Castro was born August 13, 1926, in Oriente Province in eastern Cuba. His father, Angel, was a wealthy landowner originally from Spain; his mother, Lina, had been a maid to Angel's first wife.
Though he grew up in wealthy circumstances, Oriente was a poor area wracked by a peasant rebellion in Fidel Castro's formative years, which is thought to have influenced his political leanings.
Educated in Jesuit schools, Castro earned a law degree from the University of Havana and offered free legal services to the poor. In 1952, at the age of 25, he ran for the Cuban parliament.
But just before the election, the government was overthrown by Fulgencio Batista, who established a dictatorship that put Castro on the road to revolution.

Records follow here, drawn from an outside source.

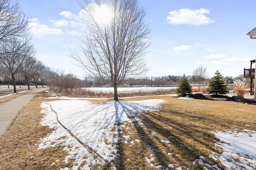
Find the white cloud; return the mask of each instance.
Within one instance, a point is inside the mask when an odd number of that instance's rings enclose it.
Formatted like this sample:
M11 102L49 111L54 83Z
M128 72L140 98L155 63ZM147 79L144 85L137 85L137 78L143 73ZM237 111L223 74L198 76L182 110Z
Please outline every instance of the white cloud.
M50 21L53 23L57 27L64 27L68 25L68 22L66 20L61 20L58 21L51 20Z
M32 20L30 20L30 21L31 22L36 22L37 21L38 21L38 19L37 18L33 18Z
M196 61L196 63L199 65L204 65L208 63L208 62L206 61L202 61L202 60L198 60Z
M204 58L210 59L221 59L225 58L226 57L226 55L223 54L212 54L212 55L207 55L205 56Z
M193 49L193 47L192 45L183 45L174 47L173 51L176 52L180 52L186 50L191 50Z
M230 65L230 64L228 62L222 61L213 61L212 62L212 64L214 65L214 66L219 66L219 67L223 67L223 66L229 66Z
M81 32L77 30L73 30L68 31L68 33L72 35L81 35Z
M71 27L80 27L82 28L84 26L84 24L82 22L74 20L70 21L69 23L70 24Z
M168 75L175 75L178 73L178 70L176 68L173 68L171 70L167 70L165 72L165 73Z
M72 14L72 13L70 11L63 11L60 13L60 15L68 19L76 19L77 18L76 15Z
M210 51L210 52L213 52L214 51L212 49L209 49L208 48L204 48L204 50L206 50L207 51Z
M37 38L42 38L46 35L60 35L63 33L61 29L50 28L47 25L36 22L30 22L29 26L31 27L30 30L33 36Z
M174 25L199 25L208 24L215 22L204 15L210 13L210 10L204 8L196 10L182 8L178 11L175 10L169 12L166 20L168 23Z

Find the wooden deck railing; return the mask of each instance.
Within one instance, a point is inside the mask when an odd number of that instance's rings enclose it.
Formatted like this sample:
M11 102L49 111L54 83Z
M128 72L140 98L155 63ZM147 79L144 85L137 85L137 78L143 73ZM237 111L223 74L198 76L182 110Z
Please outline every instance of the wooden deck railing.
M244 77L254 77L255 74L255 68L249 68L244 69Z

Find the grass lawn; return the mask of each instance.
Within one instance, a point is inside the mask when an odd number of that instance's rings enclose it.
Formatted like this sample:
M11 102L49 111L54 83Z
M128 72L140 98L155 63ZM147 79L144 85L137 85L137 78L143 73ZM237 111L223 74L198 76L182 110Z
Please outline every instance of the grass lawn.
M61 143L57 146L38 149L42 139L54 130L40 125L44 115L41 112L41 103L60 100L49 99L47 95L40 92L32 99L0 139L0 169L71 169L74 166L79 169L86 164L74 164L72 158L64 162L69 153L66 151L67 146ZM235 129L238 131L244 129L256 131L255 105L222 101L178 100L167 96L125 98L120 102L153 99L165 102L157 111L138 114L140 122L120 123L121 137L129 136L126 139L128 143L119 141L118 156L111 163L91 164L91 169L111 169L113 166L120 170L162 169L157 165L170 170L177 167L204 169L204 165L198 161L193 164L200 156L204 157L204 163L210 165L220 163L219 160L209 157L213 152L222 152L215 147L214 143L219 139L212 132ZM109 101L94 101L96 102ZM62 141L65 137L58 140ZM96 159L97 155L95 156Z

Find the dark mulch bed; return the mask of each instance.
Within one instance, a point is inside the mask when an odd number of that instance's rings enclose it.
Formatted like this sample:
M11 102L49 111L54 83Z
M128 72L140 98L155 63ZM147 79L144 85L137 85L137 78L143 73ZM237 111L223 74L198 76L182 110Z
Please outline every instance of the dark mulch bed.
M256 105L256 100L254 99L245 99L245 98L238 98L237 96L234 96L233 98L229 97L226 95L216 95L215 94L202 94L201 93L197 93L196 94L190 94L189 97L194 98L195 99L199 99L203 100L220 100L219 99L214 99L214 98L223 98L226 99L226 100L230 102L239 102L244 103L245 104L253 104ZM177 96L177 98L182 97L181 96ZM240 100L241 99L241 100Z

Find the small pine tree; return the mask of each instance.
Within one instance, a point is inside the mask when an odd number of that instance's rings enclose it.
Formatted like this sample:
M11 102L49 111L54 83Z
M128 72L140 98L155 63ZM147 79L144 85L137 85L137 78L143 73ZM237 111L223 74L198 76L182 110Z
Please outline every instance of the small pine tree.
M188 83L187 78L183 74L183 76L181 78L180 82L176 89L176 93L181 94L182 96L186 95L187 93L190 93L192 92L192 87Z
M215 75L212 78L213 80L209 82L209 87L207 89L208 93L216 95L226 93L227 85L225 84L225 82L222 80L223 77L218 70L216 71Z

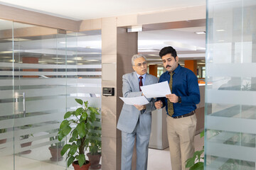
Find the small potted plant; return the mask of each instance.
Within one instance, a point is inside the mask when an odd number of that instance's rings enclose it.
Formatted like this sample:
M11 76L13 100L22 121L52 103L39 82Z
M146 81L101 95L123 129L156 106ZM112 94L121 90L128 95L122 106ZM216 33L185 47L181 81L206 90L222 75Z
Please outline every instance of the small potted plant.
M100 118L96 118L95 122L100 122ZM86 155L88 157L89 161L91 163L90 169L98 169L101 168L99 164L101 157L101 128L99 126L92 126L89 130L89 153Z
M5 133L6 132L6 129L0 129L0 135L1 133ZM0 140L0 144L4 144L6 142L6 139Z
M58 140L58 136L50 137L50 141L53 141ZM61 141L58 143L53 143L49 147L49 150L50 152L51 158L50 159L52 162L58 162L62 161L63 157L60 154L60 152L64 146L65 142Z
M90 163L86 160L85 154L90 142L87 135L96 120L95 115L99 115L99 113L95 108L89 107L88 101L78 98L75 98L75 101L82 107L75 111L67 112L60 125L59 141L68 135L70 136L69 143L64 145L60 153L63 156L67 152L68 167L72 164L75 170L88 169Z

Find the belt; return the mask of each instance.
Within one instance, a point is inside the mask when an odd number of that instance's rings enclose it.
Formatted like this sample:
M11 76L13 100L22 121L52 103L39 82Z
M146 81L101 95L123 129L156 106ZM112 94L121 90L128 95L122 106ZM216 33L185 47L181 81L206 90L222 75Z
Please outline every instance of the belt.
M181 118L193 115L193 114L195 114L195 113L196 113L195 110L193 110L191 113L188 113L187 114L185 114L185 115L183 115L174 116L174 117L171 117L171 118Z

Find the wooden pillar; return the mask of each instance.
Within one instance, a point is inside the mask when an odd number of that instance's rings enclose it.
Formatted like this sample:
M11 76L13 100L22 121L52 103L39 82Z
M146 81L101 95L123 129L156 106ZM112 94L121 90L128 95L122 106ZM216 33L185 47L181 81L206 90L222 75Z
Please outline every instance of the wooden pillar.
M149 72L150 74L157 76L157 65L149 65Z
M196 76L197 76L197 61L196 60L185 60L185 67L186 68L191 70Z
M114 87L114 96L102 97L102 169L121 169L121 132L117 129L123 102L122 75L134 72L132 57L137 53L137 33L117 27L115 17L102 18L102 87Z

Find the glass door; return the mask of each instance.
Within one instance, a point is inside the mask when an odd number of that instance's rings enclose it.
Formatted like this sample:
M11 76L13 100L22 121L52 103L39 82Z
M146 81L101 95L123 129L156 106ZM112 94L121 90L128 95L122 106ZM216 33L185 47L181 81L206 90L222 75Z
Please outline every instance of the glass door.
M14 169L13 23L0 20L0 169Z

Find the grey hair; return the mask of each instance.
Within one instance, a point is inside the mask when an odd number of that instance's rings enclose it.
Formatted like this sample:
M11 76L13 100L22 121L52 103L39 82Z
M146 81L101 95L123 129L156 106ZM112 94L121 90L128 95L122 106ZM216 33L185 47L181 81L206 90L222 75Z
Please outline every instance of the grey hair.
M144 60L146 61L146 58L145 56L144 56L143 55L141 54L138 54L138 55L134 55L134 56L132 56L132 64L134 66L134 60L137 58L139 57L144 57Z

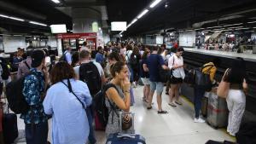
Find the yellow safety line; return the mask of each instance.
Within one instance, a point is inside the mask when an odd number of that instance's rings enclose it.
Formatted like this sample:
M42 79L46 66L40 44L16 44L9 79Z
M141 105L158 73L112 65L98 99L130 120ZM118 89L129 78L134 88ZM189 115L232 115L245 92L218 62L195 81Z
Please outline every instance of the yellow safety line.
M187 98L186 96L184 96L184 95L181 95L181 97L182 97L182 98L189 104L189 106L190 107L194 108L194 104L190 101L189 99L188 99L188 98ZM222 130L222 131L223 131L224 134L226 134L227 135L229 135L230 138L232 141L236 141L236 139L235 136L232 136L232 135L227 134L227 130L226 130L226 129L222 128L222 129L219 129L219 130Z

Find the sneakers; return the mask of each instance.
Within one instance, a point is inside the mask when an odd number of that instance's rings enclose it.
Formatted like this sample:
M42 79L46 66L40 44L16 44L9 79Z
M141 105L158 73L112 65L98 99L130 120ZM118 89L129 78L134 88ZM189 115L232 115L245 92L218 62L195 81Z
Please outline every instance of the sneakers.
M201 118L195 118L194 122L195 123L206 123L206 121Z

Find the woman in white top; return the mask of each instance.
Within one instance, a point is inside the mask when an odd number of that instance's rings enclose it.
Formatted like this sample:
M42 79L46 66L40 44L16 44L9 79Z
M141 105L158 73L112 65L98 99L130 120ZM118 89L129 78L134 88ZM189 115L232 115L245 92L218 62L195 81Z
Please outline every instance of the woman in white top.
M182 105L179 101L179 92L181 84L185 78L185 72L183 69L183 58L181 56L184 49L182 47L177 49L176 54L173 55L168 60L168 67L172 70L171 76L171 89L169 89L170 101L169 105L172 107L176 107L174 102L172 102L173 97L175 97L175 103Z

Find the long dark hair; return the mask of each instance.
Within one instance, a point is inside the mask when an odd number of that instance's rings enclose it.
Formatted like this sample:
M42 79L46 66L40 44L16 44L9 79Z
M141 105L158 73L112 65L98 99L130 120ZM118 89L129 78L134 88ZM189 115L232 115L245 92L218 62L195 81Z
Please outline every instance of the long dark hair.
M66 61L58 62L50 72L50 81L53 84L64 79L75 78L73 68Z
M233 60L227 81L231 84L241 84L246 78L246 62L242 58Z

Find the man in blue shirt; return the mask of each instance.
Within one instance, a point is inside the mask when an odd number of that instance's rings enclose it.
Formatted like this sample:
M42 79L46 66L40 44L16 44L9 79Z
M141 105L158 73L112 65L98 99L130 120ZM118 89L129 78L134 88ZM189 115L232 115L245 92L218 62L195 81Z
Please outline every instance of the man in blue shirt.
M44 53L35 50L32 55L33 74L25 78L23 95L30 110L20 115L24 119L27 144L46 144L48 137L48 117L43 107L44 92L48 82Z
M157 105L158 105L158 113L166 114L166 111L162 109L162 98L161 95L164 89L164 84L160 80L160 68L168 69L165 65L164 60L161 55L157 54L158 47L153 47L152 54L148 58L147 67L149 70L149 81L150 81L150 93L149 93L149 101L148 105L148 109L152 108L152 99L154 91L156 90L157 95Z
M100 63L100 64L102 64L104 62L104 50L102 49L102 47L98 47L98 53L96 54L96 61Z

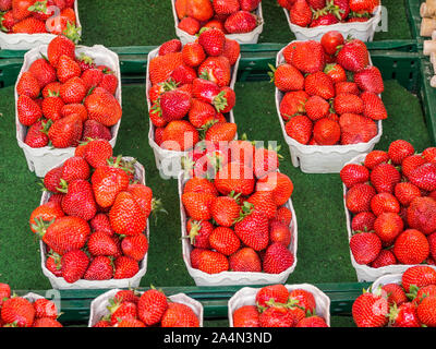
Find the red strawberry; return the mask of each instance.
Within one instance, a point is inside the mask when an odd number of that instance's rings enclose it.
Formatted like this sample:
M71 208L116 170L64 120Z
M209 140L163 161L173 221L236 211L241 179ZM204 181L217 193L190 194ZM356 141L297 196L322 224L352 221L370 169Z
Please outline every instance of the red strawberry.
M232 272L262 272L262 261L257 252L251 248L242 248L229 256L229 267Z
M382 251L382 241L373 232L358 232L350 239L350 249L358 264L370 264Z
M62 256L62 277L66 282L78 281L86 273L89 258L82 250L72 250Z
M358 327L384 327L389 321L388 313L388 301L370 292L359 296L352 306L352 316Z
M268 274L280 274L292 267L294 255L281 243L271 243L264 256L264 270Z
M429 245L421 231L408 229L398 236L392 251L401 264L420 264L428 256Z

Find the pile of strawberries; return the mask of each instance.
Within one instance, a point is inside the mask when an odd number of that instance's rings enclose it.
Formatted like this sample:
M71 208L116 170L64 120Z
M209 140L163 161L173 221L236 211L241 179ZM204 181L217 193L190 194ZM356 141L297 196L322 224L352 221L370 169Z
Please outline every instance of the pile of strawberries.
M315 297L307 290L266 286L257 291L256 305L233 312L233 327L328 327L315 310Z
M199 327L191 306L172 302L162 291L120 290L107 305L108 314L93 327Z
M159 47L149 62L148 98L160 147L184 152L199 140L234 139L237 124L228 120L237 97L229 86L239 58L240 45L216 28L183 47L178 39Z
M261 19L255 14L262 0L175 0L178 27L196 35L203 27L221 29L225 34L253 32Z
M340 171L352 215L350 249L374 268L436 262L436 148L398 140Z
M337 23L366 22L380 0L277 0L289 11L292 24L317 27Z
M148 251L157 201L133 161L112 153L108 141L92 140L44 178L51 195L29 225L46 245L47 269L66 282L131 278Z
M75 0L1 0L0 29L7 34L68 34L78 39Z
M114 97L114 71L75 53L64 35L50 41L47 57L35 60L16 84L17 118L27 127L24 143L33 148L75 147L88 137L111 140L122 116Z
M399 282L365 291L352 316L358 327L436 327L436 270L412 266Z
M305 145L367 143L386 119L380 71L370 65L365 44L336 31L320 43L293 41L271 73L283 94L279 112L286 133ZM274 67L272 67L274 68Z
M45 298L31 301L11 294L8 284L0 284L0 327L63 327L58 309Z
M284 205L293 183L278 172L277 152L243 140L206 142L190 158L193 177L181 201L192 267L207 274L290 268L292 212Z

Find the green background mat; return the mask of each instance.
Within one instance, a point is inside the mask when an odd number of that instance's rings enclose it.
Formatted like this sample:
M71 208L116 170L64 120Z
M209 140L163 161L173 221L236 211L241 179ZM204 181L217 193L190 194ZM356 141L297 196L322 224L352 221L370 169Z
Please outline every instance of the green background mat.
M383 1L389 10L389 32L377 33L376 40L411 37L403 1ZM261 43L288 43L293 39L283 11L276 0L264 0L265 27ZM160 45L175 37L169 0L116 1L80 0L84 27L82 44L105 46ZM134 24L134 25L132 25ZM384 135L376 148L404 139L422 151L431 145L424 116L416 96L396 81L385 82L383 99L389 112ZM237 83L234 117L239 134L251 140L277 141L281 145L280 170L292 179L293 205L299 225L298 265L288 284L356 281L350 262L342 185L338 174L305 174L291 164L282 137L274 100L274 85L268 82ZM160 197L168 216L150 225L147 274L142 286L194 286L182 260L180 212L175 180L162 180L148 145L148 116L145 86L123 86L123 118L116 154L136 157L146 170L147 184ZM15 290L49 289L40 268L39 243L28 227L32 210L39 205L40 179L28 168L17 146L14 123L13 87L0 89L0 282ZM208 322L227 326L227 321ZM352 326L349 317L332 316L332 326Z

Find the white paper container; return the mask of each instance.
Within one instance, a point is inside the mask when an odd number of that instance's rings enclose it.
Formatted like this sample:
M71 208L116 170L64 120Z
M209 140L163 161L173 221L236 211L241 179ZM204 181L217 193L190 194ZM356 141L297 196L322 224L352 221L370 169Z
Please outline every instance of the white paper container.
M75 22L78 34L82 34L82 25L78 20L78 0L74 2ZM29 50L39 45L49 44L57 35L53 34L7 34L0 32L0 48L2 50Z
M303 289L315 297L316 315L324 317L327 325L330 327L330 299L320 289L310 284L301 285L284 285L288 291ZM244 287L235 292L229 300L229 326L233 327L233 313L235 310L244 305L256 305L256 294L261 288Z
M292 41L294 43L294 41ZM291 43L291 44L292 44ZM284 49L284 48L283 48ZM283 49L277 53L276 67L284 63ZM371 57L370 57L370 64ZM292 165L300 167L305 173L339 173L344 164L353 157L370 153L380 141L383 134L382 120L377 121L378 133L367 143L350 145L305 145L290 137L284 129L284 120L280 115L280 103L284 93L276 87L276 109L280 121L281 131L291 153Z
M195 35L190 35L186 32L179 29L180 20L175 11L175 0L171 0L171 5L172 5L172 15L174 17L175 35L180 38L183 45L186 43L195 41L197 39ZM254 28L253 32L243 34L226 34L226 37L232 40L237 40L239 44L257 44L258 37L264 31L264 14L262 12L262 2L255 10L255 14L257 16L258 25Z
M120 289L113 289L107 291L90 302L89 322L88 327L93 327L97 324L101 317L109 314L107 306L109 305L109 299L113 298ZM187 297L184 293L178 293L170 296L169 299L172 302L182 303L190 306L195 315L198 317L199 327L203 327L203 305L201 302Z
M284 205L292 212L292 221L289 226L291 229L291 243L289 251L294 256L294 262L291 267L280 274L267 274L267 273L245 273L245 272L222 272L219 274L207 274L199 269L195 269L191 266L191 251L193 250L189 239L186 237L186 222L187 216L182 203L182 193L184 184L187 179L184 177L184 172L179 173L178 186L179 186L179 201L180 201L180 217L181 217L181 232L182 232L182 253L183 261L186 265L187 273L194 279L196 286L231 286L231 285L267 285L267 284L284 284L289 275L293 273L296 266L296 246L298 246L298 226L295 210L292 206L292 201L289 200Z
M319 25L314 28L302 27L291 23L289 11L283 9L291 32L298 40L316 40L319 41L324 34L330 31L340 32L343 37L351 36L362 41L372 41L375 31L382 21L382 7L377 7L374 16L366 22L337 23L331 25Z
M132 157L123 157L124 160L131 161L133 160ZM142 183L145 184L145 169L144 166L142 166L140 163L135 163L135 179ZM40 200L40 205L45 204L48 202L49 197L51 196L51 193L49 192L44 192L41 200ZM147 220L147 239L149 242L149 222ZM39 251L40 251L40 257L41 257L41 269L43 274L49 279L51 287L53 289L101 289L101 288L136 288L140 286L141 279L147 272L147 258L148 258L148 253L145 255L144 260L140 262L140 270L137 274L131 278L126 279L110 279L110 280L85 280L81 279L76 282L70 284L64 280L63 277L56 277L49 269L46 267L46 254L47 254L47 245L43 242L43 240L39 241Z
M360 156L356 156L355 158L353 158L351 161L347 163L346 165L348 165L348 164L361 165L365 160L366 155L367 154L362 154ZM347 208L347 201L346 201L346 196L347 196L347 192L348 192L347 186L344 184L342 184L342 188L343 188L343 208L346 210L347 231L348 231L348 239L350 241L351 237L353 236L353 231L351 229L352 214ZM411 266L413 266L410 264L395 264L395 265L384 266L380 268L373 268L365 264L359 264L358 262L355 262L354 256L351 252L351 249L350 249L350 257L351 257L351 264L353 265L353 267L355 269L359 282L371 282L384 275L402 274L407 269L409 269Z
M45 146L41 148L33 148L24 143L24 140L27 134L27 127L21 124L19 120L19 112L16 103L19 100L19 94L16 93L17 83L24 72L28 70L31 64L41 58L40 53L47 56L47 47L48 45L41 45L36 47L24 55L24 62L16 80L15 84L15 125L16 125L16 141L19 146L23 149L24 155L27 160L28 169L32 172L35 172L37 177L44 177L48 172L48 170L52 167L56 167L66 160L69 157L74 156L75 147L68 147L68 148L51 148L49 146ZM118 81L120 82L117 92L116 98L122 105L121 101L121 71L120 71L120 61L118 55L112 52L111 50L107 49L101 45L95 45L93 47L86 46L76 46L76 55L81 52L86 53L87 56L95 59L95 62L99 64L105 64L111 68ZM118 130L120 129L121 119L111 128L112 140L109 143L112 147L116 146Z
M147 100L147 107L148 110L152 108L152 104L148 98L148 93L149 89L152 88L152 82L149 80L149 62L153 58L159 56L159 48L154 49L148 53L147 58L147 80L146 80L146 88L145 88L145 98ZM239 67L239 61L241 59L241 56L239 57L237 63L234 63L232 68L232 79L230 82L230 87L234 89L234 84L237 82L237 76L238 76L238 67ZM146 117L149 120L149 117L147 115ZM229 122L234 123L234 116L233 116L233 110L230 110L229 112ZM149 120L149 130L148 130L148 144L150 145L154 154L155 154L155 160L156 160L156 167L157 169L161 172L161 176L164 177L172 177L175 178L179 172L181 171L181 159L183 156L186 156L189 152L173 152L173 151L167 151L161 148L157 143L155 142L155 125L153 122ZM234 136L234 139L238 139L238 133Z

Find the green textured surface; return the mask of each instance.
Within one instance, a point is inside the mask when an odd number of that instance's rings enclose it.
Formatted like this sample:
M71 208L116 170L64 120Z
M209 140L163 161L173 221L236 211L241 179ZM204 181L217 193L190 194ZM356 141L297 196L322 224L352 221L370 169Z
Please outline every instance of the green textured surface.
M410 39L405 0L383 0L388 10L388 31L375 35L375 40ZM264 32L259 43L289 43L291 33L283 10L276 0L263 0ZM170 0L80 0L83 44L105 46L160 45L174 38L174 22Z
M175 180L162 180L147 142L148 120L144 85L123 86L123 119L117 154L136 157L146 169L147 184L161 197L169 217L150 227L148 270L142 286L193 286L181 257L180 214ZM356 281L350 264L342 188L337 174L304 174L293 168L277 118L274 88L267 82L237 83L234 116L239 133L258 141L278 141L284 159L280 169L294 182L293 204L299 224L298 266L288 282ZM419 99L393 81L386 82L384 100L390 118L377 147L405 139L422 149L429 145ZM14 136L13 88L0 91L0 280L15 289L47 289L40 270L38 243L28 216L40 200L38 179L27 169ZM12 174L13 173L13 174ZM311 213L310 215L307 213ZM319 246L323 249L319 249Z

In 1953, Castro was one of about 150 fighters who attacked a military barracks in an unsuccessful attempt to overthrow Batista. The attack made him famous throughout Cuba, but it also earned him a prison sentence.
He was released in 1955 and lived in exile in the United States and Mexico, where he organized a guerrilla group with Raúl Castro and Ernesto "Che" Guevara, an Argentine doctor-turned-revolutionary.
The next year, 81 fighters landed in Cuba. Most were killed; the Castros, Guevara and other survivors fled into the Sierra Maestra Mountains along the southeastern coast, where they waged a guerrilla campaign against the Batista government that finally brought it down in 1959.
Although the United States quickly recognized the new Cuban government, tensions arose after Castro began nationalizing factories and plantations owned by American companies. In January 1961, Washington broke off diplomatic ties.
Less than four months later, a group of CIA-trained Cuban exiles, armed with U.S. weapons, landed at the Bay of Pigs in Cuba in a disastrous attempt to overthrow Castro.
Two weeks after the Bay of Pigs, Castro formally declared Cuba a socialist state.
In October 1962, Cuba became the focus of a tense world crisis after the Soviet Union installed nuclear weapons in the country. President Kennedy demanded that the Soviets remove them and quarantined the island, bringing the world to the brink of nuclear war.
The Soviet Union backed down and removed the weapons.
Through the years, Castro was the target of scores of CIA assassination attempts. He took delight in the fact none of them ever succeeded.
"I have never been afraid of death. I have never been concerned about death," he once said.
As for Castro's private life, he is believed to have fathered eight children with four women. His longtime companion, Dalia Soto del Valle, is the mother of five of his sons.